Restiamo dell'opinione che una correzione dovrebbe iniziare a breve e provocare un calo dell'S&P500 di un -10%. L'S&P500 ha superato dopo Natale il precedente massimo a 3028 punti - da questa rottura al rialzo ha guadagnato un +10% - la MM (media mobile) a 200 giorni si trova a 2994 punti - si tratta in fondo unicamente di compensare questa spinta emozionale ed eccessiva e di riportare la borsa su solide basi.

Le performance settimanali degli indici azionari sono state le seguenti:
Eurostoxx50             +0.49% a 3808 punti
DAX                         +0.32% a 13526 punti
SMI                          +1.90% a 10841 punti
FTSE MIB                 +0.50% a 24141 punti
S&P500                    +1.97% a 3329.62 punti
Nasdaq100               +2.31% a 9173 punti

Le borse europee sono rimaste apatiche fino a venerdì. Nell'ultima seduta della settimana gli investitori non hanno resistito alla tentazione di imitare l'America, gli indici azionari sono schizzati al rialzo e hanno raggiunto dei nuovi massimi di periodo. La rottura al rialzo non é però convincente - l'Eurostoxx50 il 2 gennaio ha toccato un massimo a 3801 punti - il 9 gennaio ha raggiunto i 3807 punti - venerdì é salito su un nuovo massimo annuale a 3813 punti e ha chiuso a 3808 punti (+0.90%) - nel dopo borsa l'indice si é fermato alle 22.00 a 3812 punti. Ovviamente un nuovo massimo di periodo é un segnale inequivocabile di rialzo - bisogna però ammettere che finora i progressi sono modesti. L'Europa sembra salire a fatica e solo trainata dall'America - settimana scorsa la sottoperformance é stata evidente. Se l'America correggesse state sicuri che in Europa ci sarebbe un tonfo malgrado che gli indicatori tecnici non mandano segnali d'allarme come in America. Venerdì solo la svizzera (SMI +1.39% a 10841 punti, nuovo record storico) ha ritrovato la sua forza e la sua conosciuta e inspiegabile correlazione con l'S&P500 - le performances settimanali dei due indici sono simili.

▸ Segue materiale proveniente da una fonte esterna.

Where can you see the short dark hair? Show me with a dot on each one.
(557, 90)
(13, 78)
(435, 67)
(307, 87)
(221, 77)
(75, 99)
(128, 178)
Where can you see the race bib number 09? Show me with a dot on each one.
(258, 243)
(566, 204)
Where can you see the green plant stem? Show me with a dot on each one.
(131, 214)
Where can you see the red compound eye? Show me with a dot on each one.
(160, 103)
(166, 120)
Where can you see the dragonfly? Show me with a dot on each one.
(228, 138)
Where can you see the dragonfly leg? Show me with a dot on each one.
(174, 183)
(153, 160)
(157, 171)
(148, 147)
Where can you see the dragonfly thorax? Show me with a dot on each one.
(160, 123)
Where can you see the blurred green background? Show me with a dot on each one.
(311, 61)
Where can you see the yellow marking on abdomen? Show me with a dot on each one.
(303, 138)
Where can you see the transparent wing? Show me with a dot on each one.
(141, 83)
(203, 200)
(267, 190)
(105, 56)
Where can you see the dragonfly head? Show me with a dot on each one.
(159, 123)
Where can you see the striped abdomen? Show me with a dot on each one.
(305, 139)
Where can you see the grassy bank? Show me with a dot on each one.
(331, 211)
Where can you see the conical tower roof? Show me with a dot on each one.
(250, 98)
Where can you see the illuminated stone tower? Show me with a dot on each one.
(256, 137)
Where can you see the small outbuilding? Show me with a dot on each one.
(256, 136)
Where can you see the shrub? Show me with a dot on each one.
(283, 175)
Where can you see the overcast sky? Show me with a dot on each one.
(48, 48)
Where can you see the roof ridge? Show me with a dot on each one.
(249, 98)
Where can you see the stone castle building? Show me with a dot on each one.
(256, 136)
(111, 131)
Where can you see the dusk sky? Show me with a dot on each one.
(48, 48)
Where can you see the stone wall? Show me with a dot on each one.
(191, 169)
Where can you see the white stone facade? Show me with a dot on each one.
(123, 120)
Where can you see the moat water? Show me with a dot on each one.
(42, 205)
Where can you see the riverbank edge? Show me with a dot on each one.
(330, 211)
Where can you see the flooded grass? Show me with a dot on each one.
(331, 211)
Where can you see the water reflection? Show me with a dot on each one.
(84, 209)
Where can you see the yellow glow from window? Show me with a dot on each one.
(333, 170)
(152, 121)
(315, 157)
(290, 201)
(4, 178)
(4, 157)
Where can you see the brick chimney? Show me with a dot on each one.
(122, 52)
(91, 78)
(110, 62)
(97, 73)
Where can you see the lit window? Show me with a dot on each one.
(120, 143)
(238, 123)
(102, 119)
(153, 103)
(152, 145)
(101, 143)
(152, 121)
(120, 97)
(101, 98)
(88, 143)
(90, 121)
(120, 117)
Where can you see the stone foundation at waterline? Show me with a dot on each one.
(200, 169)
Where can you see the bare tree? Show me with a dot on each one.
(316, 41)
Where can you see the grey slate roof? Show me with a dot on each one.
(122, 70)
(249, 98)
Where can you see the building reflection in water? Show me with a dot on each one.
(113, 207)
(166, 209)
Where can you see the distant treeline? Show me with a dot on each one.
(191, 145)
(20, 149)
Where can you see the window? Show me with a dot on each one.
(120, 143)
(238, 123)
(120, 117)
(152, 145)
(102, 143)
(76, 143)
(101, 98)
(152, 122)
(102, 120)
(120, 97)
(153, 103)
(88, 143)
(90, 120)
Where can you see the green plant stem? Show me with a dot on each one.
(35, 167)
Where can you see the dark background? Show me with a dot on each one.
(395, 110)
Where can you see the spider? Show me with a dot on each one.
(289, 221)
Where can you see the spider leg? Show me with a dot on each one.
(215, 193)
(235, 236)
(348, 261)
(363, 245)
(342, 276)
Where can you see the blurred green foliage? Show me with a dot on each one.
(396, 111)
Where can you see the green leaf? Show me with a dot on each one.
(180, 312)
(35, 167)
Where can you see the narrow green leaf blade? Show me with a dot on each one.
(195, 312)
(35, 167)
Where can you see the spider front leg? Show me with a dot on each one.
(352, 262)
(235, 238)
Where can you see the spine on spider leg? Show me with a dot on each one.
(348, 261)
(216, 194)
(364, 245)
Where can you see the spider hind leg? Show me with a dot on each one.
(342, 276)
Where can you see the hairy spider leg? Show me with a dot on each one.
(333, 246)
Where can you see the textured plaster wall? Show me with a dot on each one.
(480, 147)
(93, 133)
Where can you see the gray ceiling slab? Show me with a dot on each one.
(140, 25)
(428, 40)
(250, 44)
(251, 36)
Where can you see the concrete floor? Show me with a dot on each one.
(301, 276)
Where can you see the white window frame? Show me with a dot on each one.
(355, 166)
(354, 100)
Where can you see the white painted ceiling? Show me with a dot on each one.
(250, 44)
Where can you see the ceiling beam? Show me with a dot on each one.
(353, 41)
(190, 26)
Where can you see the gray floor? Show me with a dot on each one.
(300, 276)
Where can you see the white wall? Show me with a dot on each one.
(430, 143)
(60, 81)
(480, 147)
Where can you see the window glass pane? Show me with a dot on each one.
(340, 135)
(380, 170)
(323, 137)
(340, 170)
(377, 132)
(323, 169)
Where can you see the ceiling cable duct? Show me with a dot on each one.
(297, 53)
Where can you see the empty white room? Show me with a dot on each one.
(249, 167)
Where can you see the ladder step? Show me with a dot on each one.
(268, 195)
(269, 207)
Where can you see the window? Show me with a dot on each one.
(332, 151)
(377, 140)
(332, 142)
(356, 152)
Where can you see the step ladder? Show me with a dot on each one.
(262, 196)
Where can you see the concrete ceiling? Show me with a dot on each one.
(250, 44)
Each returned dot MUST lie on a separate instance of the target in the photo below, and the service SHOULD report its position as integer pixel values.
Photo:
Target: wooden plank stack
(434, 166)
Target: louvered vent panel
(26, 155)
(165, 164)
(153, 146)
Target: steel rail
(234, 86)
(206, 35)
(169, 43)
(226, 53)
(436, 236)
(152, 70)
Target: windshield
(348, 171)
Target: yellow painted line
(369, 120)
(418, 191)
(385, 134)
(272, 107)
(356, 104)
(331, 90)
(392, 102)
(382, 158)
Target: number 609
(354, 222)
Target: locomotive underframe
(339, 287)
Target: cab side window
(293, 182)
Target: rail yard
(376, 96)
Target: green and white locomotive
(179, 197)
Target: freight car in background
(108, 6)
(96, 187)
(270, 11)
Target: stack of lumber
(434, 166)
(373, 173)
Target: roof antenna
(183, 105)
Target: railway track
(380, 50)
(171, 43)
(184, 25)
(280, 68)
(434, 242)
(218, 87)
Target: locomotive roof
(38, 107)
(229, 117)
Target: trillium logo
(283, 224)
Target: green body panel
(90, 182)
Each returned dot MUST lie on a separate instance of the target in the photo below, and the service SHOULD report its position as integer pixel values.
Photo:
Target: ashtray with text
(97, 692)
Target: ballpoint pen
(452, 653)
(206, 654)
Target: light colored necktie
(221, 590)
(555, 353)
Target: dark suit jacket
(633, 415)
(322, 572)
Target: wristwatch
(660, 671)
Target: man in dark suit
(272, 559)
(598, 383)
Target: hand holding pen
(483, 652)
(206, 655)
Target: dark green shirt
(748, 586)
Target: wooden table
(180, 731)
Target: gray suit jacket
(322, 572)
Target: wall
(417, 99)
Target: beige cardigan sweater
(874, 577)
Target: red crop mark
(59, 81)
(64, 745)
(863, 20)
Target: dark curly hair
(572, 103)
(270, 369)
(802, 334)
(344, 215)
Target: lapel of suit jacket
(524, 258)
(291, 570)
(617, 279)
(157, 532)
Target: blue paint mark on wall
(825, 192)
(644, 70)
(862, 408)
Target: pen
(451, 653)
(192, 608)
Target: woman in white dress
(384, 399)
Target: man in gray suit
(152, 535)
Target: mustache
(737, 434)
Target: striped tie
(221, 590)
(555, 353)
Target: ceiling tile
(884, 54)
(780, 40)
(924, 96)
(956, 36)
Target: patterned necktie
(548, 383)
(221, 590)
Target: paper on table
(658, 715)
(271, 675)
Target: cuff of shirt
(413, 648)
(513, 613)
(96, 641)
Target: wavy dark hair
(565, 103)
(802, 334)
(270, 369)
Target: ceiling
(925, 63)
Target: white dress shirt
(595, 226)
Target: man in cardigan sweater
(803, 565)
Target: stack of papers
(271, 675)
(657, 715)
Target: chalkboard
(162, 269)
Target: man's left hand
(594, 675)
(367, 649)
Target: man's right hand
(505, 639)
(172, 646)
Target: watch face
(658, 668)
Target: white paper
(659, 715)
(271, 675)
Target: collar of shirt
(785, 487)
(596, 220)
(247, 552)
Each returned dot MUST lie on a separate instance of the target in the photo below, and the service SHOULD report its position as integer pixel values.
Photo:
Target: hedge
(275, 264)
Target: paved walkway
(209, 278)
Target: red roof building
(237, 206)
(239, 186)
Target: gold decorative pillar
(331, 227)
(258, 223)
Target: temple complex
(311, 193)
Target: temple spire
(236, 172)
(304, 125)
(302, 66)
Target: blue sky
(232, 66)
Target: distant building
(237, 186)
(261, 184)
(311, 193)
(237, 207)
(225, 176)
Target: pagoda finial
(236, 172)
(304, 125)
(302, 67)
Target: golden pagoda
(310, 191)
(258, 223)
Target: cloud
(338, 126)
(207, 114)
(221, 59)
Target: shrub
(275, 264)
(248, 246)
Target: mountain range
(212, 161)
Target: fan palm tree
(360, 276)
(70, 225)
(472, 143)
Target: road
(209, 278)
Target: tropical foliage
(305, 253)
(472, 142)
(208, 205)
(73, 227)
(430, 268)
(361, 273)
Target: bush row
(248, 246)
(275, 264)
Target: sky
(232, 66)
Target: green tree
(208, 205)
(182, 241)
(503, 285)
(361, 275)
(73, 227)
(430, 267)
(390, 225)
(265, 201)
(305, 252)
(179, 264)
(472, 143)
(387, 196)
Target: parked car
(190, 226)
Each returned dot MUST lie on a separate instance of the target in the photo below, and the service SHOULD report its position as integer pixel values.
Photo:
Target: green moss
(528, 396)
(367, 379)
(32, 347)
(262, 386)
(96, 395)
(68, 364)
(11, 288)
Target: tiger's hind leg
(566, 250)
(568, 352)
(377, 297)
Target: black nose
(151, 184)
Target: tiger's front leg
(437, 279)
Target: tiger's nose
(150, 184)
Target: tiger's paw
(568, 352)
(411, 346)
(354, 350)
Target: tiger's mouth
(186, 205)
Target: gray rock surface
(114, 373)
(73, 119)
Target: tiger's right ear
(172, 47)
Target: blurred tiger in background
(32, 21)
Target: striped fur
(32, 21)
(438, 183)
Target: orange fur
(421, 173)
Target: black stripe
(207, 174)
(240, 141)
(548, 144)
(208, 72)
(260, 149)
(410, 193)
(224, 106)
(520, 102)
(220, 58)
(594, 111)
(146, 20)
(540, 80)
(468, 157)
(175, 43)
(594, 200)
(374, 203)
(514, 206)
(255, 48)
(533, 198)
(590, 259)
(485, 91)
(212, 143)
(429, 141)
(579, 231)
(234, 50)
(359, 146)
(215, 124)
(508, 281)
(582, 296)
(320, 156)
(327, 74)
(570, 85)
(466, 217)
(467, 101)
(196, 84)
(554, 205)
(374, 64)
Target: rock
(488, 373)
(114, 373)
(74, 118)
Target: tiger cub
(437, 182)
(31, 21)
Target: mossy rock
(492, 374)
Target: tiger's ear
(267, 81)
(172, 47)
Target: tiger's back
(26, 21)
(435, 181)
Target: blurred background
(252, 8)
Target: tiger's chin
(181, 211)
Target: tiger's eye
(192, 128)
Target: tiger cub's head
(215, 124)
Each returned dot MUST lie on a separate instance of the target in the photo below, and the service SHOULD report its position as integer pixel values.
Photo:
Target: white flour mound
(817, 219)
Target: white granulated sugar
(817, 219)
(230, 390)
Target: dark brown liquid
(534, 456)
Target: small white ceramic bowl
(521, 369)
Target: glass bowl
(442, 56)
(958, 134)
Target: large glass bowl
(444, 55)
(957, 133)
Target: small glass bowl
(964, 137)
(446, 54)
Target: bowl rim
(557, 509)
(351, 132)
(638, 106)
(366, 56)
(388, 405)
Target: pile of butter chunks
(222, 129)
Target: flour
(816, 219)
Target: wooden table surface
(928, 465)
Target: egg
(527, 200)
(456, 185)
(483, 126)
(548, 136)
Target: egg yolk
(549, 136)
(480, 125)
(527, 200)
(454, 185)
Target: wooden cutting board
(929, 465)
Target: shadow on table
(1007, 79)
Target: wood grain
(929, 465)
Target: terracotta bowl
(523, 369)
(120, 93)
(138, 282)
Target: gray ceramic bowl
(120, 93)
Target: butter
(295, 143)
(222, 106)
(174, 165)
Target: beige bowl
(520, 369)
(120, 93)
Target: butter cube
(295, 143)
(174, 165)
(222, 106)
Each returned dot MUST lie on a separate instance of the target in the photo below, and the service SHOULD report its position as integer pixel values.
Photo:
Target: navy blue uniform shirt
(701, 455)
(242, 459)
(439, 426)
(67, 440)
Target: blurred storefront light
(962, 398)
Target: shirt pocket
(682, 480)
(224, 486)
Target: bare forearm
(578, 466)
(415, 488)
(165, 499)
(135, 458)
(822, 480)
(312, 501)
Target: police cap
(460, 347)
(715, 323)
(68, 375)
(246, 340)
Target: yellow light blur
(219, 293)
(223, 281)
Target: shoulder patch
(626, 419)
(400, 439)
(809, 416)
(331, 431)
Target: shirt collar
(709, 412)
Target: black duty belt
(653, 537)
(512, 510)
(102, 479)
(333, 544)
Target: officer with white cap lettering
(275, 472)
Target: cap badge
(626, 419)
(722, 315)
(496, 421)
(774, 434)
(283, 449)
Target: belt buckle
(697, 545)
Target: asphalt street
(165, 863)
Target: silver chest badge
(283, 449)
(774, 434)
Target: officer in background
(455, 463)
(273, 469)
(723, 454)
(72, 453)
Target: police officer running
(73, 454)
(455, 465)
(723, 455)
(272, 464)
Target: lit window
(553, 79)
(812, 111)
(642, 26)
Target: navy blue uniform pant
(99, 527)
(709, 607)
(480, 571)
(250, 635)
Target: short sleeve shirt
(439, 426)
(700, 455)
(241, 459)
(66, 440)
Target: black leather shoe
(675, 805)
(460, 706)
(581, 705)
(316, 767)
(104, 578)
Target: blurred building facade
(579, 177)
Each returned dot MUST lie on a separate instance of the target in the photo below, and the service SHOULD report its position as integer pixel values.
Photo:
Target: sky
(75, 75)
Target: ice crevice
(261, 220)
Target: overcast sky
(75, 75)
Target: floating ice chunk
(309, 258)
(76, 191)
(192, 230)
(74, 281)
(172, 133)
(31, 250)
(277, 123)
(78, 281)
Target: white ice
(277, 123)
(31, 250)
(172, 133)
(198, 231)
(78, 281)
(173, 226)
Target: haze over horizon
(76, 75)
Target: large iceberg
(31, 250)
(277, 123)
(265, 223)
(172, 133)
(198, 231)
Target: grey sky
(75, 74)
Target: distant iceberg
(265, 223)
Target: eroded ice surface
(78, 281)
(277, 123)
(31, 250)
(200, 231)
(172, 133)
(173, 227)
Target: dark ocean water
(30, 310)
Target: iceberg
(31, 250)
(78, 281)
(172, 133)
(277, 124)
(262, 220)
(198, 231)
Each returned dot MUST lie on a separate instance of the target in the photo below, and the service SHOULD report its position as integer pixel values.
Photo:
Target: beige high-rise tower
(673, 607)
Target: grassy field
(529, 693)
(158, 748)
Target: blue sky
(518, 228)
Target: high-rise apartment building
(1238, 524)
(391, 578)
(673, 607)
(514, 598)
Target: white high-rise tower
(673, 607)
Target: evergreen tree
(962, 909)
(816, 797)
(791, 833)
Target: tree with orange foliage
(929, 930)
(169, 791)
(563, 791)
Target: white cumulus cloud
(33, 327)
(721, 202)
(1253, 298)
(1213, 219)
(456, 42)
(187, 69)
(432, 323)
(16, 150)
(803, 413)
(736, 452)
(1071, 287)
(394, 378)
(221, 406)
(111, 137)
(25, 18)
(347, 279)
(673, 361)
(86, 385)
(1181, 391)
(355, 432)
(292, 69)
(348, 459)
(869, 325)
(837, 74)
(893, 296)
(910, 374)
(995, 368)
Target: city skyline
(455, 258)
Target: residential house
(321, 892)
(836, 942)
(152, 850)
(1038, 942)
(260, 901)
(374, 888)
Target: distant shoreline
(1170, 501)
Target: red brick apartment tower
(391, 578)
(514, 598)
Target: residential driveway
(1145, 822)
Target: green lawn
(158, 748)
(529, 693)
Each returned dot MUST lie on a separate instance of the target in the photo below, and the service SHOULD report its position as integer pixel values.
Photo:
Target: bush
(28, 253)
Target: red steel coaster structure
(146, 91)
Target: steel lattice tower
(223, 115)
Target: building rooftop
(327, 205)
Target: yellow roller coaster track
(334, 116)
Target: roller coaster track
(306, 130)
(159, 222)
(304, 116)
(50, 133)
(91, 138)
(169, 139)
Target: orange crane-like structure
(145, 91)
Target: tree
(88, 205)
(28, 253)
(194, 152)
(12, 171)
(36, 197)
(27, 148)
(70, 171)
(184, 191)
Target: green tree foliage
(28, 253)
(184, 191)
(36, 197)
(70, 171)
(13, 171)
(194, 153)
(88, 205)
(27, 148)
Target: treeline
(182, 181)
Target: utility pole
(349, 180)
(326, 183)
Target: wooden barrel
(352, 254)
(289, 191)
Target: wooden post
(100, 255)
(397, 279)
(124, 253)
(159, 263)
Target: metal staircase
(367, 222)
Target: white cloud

Venerdì Wall Street ha copiato la seduta di giovedì - apertura in gap up, apatia e oscillazione in laterale in soli 8 punti e balzo finale su un nuovo massimo storico. Sembra che qualsiasi cosa succeda gli investitori si comportano sempre alla stessa maniera - il grafico da ottobre é una lina retta che punta verso l'alto e che ci ha obbligato già alcune volte ad adattare l'immagine sullo schermo.
L'S&P500 ha aperto in gap up a 3322 punti - per gran parte della giornata é oscillato tra i 3318 ed i 3326 punti - sul finale é salito fino a 3329.88 punti (nuovo record) e ha chiuso a 3329.62 punti (+0.39%). La tecnologia ha sovraperformato (Nasdaq100 +0.53% a 9173 punti) ma la vera stella della giornata sono state le PMI (Russell2000/RUT +1.02%). Per dovere di cronaca segnaliamo che il DJ Transportation ha perso il -0.23% ma evitiamo commenti negativi che si perdono nel vuoto. La seduta al NYSE é stata positiva (ma non in maniera convincente...) con A/D a 3819 su 3561, NH/NL a 1154 su 232 e volume relativo a 1.1. Il sentiment rimane euforico - ne abbiamo già parlato.
La tendenza di fondo della borsa americana é al rialzo con il 78.0% dei titoli sopra la SMA a 30 giorni ed il Bulllish Percent Index sul NYSE a 69.77 - adesso prevediamo una correzione di medio periodo e non l'inizio di un ribasso o un bear market.

Vediamo se settimana prossima cambia qualcosa - ormai questa corsa in solitaria della borsa americana senza il sostegno delle altre borse, dei tassi d'interesse e dei prezzi delle materie prime sta diventando assurda.